Время за полночь… Отдаются последние приказания и, наконец, команда: „Отдать швартовы!“ Все как-то сразу затихло, присмирело. Носовая часть транспорта отделяется от пирса. Все на палубе. Стоим молча.
Транспорт отходит от стенки и направляется из гавани на рейд. Там собралось много кораблей и транспортов флота. Занимаем место в строю…
…„Казахстан“ застопорил ход на траверзе острова Нарген. Справа по борту — Таллин, окутанный клубами дыма.
Мы спустились вниз, навестили в лазарете политрука Зарубина. Только глаза смотрели из бинтов.
У зенитных орудий, установленных на борту „Казахстана“, дежурили лейтенанты Речкин, Давыдов и старшина Тухмаров, они в последние дни боев у стен Таллина вели огонь прямой наводкой — так что не новички.
Взяли курс на Кронштадт.
Впереди нас небольшой транспорт напоролся на мину, блеснула шапка огня, словно вспыхнула спичка, и кораблик, переломившись надвое, быстро стал погружаться. Катера, следовавшие с нами, подбирали немногих, оставшихся на воде.
Решили организовать наблюдение за минами. Ими море кишело. Я возглавил группу по левому борту.
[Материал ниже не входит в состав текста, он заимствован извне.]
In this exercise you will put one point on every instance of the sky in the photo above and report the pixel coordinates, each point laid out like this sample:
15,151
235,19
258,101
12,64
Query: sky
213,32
Одним из наблюдателей был младший сержант Козлов. Громовым голосом он завопил: „Мина по левому борту!“ „Казахстан“ застопорил ход, Козлов крикнул: „Мина в пяти метрах от борта“. Все замерли. „Казахстан“ дал задний ход. Козлов вглядывался в воду и вдруг заорал во все горло: „Мина у борта“. Шагнув к борту, я увидел ее — круглую, плавно ударяющуюся о борт транспорта. Прыгнуть за борт и отвести ее от корабля — такой план сразу возник у меня. Кстати говоря, так иногда и делали. Известны случаи, когда моряки бросались в воду и отгоняли мину от катера. Опыта борьбы с минами не было, и все средства, казалось, были хороши.